Nel novembre 2024 il progetto di innovazione con il Consorzio della Bonifica Renana è stato selezionato per l’ADI Design Index, la pubblicazione annuale curata dall’Associazione per il Disegno Industriale che raccoglie i migliori esempi del design italiano in vista del Compasso d’Oro.
Questa selezione è parte din un percorso progettuale coerente, fondato sull’uso del design come leva di trasformazione nei contesti produttivi, culturali e istituzionali. È la terza volta che un nostro progetto viene selezionato per l’Index, a cui si aggiunge una menzione al Compasso d’Oro Internazionale. Un filo comune lega tutte queste esperienze: lavori nati da laboratori di innovazione, costruiti sul campo con chi è coinvolto nel cambiamento.
Bonifica Renana: design per la pubblica amministrazione
Il progetto premiato nel 2024 è stato avviato nel 2022 in collaborazione con il Consorzio della Bonifica Renana, ente di diritto pubblico che gestisce la rete dei canali artificiale nell’area metropolitana di Bologna. L’intervento si è collocato nel più ampio contesto della transizione digitale delle pubbliche amministrazioni, ponendo al centro una questione ancora marginale nel dibattito sul design per il settore pubblico: la necessità di costruire un linguaggio chiaro, accessibile, leggibile.
Attraverso una serie di laboratori condotti con le figure chiave del Consorzio, sono stati sviluppati strumenti di comunicazione e servizio pensati per dialogare con i cittadini in modo diretto, evitando l’ambiguità tecnica e l’opacità istituzionale:
- un design system capace di tradurre dati e processi in forme visive coerenti;
- un manifesto identitario per dichiarare in modo sintetico missione e valori dell’ente;
- infografiche, mappe aggiornate, report e contenuti digitali;
- la revisione della modulistica, degli avvisi di pagamento e dei contenuti social;
- la progettazione del nuovo sito web 2024;
- la brandizzazione dei mezzi di lavoro e la realizzazione di video istituzionali per stakeholder e cittadinanza;
- front office.
Un metodo che attraversa contesti diversi
Le selezioni precedenti all’ADI Design Index – nel 2014 e nel 2022 – così come quella al Compasso d’Oro Internazionale, confermano la coerenza del nostro approccio: non un’estetica, ma un metodo, applicato in ambiti radicalmente diversi, sempre attraverso percorsi di ascolto, co-progettazione, sperimentazione.
- 🏅 2014 – Dignity Design
Un progetto di social design realizzato con le Good Shepherd Sisters, che ha coinvolto donne vittime di tratta in un percorso formativo e produttivo. Attraverso un laboratorio interculturale e artigianale, è nata una collezione di oggetti simbolici, costruita con un’idea forte: restituire dignità attraverso il progetto.

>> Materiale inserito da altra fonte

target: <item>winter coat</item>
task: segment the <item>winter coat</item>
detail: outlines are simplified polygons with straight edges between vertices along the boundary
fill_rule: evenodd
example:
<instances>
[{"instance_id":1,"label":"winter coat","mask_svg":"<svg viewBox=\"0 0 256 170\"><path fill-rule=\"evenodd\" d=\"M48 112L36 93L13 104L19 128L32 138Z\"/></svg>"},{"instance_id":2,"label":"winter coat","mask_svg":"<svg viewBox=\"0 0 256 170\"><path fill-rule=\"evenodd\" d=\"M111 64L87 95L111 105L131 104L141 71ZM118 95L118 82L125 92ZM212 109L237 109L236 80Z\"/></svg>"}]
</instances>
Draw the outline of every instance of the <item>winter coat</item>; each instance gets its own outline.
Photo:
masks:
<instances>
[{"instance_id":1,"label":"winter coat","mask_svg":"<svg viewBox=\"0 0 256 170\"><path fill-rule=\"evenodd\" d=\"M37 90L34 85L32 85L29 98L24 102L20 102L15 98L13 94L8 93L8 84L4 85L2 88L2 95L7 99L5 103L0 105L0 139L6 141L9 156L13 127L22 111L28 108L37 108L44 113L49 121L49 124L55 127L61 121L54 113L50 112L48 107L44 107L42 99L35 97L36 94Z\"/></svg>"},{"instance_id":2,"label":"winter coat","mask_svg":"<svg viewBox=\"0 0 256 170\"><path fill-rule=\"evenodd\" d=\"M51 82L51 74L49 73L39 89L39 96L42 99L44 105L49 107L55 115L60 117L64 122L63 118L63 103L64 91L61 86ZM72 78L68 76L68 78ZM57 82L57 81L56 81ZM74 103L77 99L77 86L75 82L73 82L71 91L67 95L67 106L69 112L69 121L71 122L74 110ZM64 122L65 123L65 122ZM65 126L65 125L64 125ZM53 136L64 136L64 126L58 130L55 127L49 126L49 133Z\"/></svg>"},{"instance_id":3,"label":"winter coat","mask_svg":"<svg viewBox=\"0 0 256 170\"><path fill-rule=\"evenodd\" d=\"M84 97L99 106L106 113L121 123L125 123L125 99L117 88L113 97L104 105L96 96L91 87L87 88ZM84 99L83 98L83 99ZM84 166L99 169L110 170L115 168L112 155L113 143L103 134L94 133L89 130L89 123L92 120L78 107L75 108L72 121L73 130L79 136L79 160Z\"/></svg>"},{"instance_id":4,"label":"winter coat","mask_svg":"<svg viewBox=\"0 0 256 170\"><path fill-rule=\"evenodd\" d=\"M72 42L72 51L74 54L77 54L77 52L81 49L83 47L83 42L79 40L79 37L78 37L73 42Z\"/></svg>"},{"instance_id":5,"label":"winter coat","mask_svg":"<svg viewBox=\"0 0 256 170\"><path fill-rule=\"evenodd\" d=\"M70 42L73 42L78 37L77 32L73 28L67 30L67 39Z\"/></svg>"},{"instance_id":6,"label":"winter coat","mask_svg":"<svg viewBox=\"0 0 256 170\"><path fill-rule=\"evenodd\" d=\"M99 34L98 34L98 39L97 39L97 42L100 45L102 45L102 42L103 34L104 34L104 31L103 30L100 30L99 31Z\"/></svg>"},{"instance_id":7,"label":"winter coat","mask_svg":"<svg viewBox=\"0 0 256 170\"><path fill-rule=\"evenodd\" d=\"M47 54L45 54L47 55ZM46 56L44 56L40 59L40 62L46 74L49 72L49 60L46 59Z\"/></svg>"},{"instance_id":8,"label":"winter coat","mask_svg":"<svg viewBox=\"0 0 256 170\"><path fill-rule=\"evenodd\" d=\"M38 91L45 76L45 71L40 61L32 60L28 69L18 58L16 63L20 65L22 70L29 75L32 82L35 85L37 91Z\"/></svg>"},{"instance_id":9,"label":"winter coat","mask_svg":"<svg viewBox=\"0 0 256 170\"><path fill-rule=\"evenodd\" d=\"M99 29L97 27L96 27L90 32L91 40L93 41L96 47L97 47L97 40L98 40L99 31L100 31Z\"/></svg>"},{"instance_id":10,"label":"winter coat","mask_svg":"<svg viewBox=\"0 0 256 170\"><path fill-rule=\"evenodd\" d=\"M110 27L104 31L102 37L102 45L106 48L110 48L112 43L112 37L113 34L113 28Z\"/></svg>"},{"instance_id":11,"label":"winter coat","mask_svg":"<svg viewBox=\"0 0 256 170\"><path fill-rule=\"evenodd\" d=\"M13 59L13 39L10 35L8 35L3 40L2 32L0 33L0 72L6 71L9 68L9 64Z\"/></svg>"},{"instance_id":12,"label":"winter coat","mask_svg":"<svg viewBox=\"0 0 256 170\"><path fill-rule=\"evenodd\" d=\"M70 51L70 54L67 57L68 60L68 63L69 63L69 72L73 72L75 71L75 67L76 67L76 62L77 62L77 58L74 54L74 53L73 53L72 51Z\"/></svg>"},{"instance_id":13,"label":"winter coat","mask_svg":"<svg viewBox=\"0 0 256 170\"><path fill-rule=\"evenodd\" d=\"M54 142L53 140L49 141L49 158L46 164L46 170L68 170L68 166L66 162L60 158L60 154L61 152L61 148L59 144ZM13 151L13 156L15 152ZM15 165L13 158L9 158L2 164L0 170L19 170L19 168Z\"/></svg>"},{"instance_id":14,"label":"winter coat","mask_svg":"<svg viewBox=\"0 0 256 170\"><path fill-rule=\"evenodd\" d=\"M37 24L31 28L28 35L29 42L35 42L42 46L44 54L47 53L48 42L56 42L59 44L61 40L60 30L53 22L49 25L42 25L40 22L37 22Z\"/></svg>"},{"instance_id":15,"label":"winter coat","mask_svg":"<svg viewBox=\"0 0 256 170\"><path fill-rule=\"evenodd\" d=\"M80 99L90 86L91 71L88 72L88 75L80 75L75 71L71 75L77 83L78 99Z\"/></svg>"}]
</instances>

Design, in questo caso, come strumento di emancipazione e ricostruzione del sé.
- 🏅 2022 Cipriani Food – Innovazione agroalimentare
Il laboratorio realizzato con Cipriani Food ha accompagnato un marchio storico dell’alimentazione italiana verso una nuova strategia di prodotto e distribuzione. Il design thinking ha operato come strumento di analisi e riposizionamento, in un contesto segnato da forti valori identitari. Il risultato è stato un percorso di ridefinizione dell’offerta e apertura a nuovi canali di mercato.
- 🌍 2015 Funghi Valentina – Compasso d’Oro Internazionale
L’esperienza con Funghi Valentina ha portato il nostro lavoro all’interno delle filiere produttive complesse. Anche in questo caso, il design è stato attivato come leva organizzativa e strategica, lavorando su posizionamento, comunicazione, linguaggio visivo. La selezione al Compasso d’Oro Internazionale ha riconosciuto il valore di un progetto che ha saputo coniugare radicamento territoriale e visione futura.
Il design come tessuto connettivo
Quattro selezioni, quattro progetti diversi. Eppure, una continuità profonda li attraversa: il design come linguaggio comune del cambiamento, capace di tenere insieme contenuti, persone, linguaggi e sistemi.
Tutti questi lavori nascono da laboratori di innovazione progettati e condotti con imprese, enti, organizzazioni. Luoghi di sperimentazione condivisa in cui il design smette di essere disciplina autoreferenziale e diventa strumento per leggere, interpretare e trasformare la realtà.
Essere presenti nell’ADI Design Index non è solo un riconoscimento formale. È anche un invito a continuare a fare del design un atto pubblico, collettivo, critico. E, se possibile, trasformativo.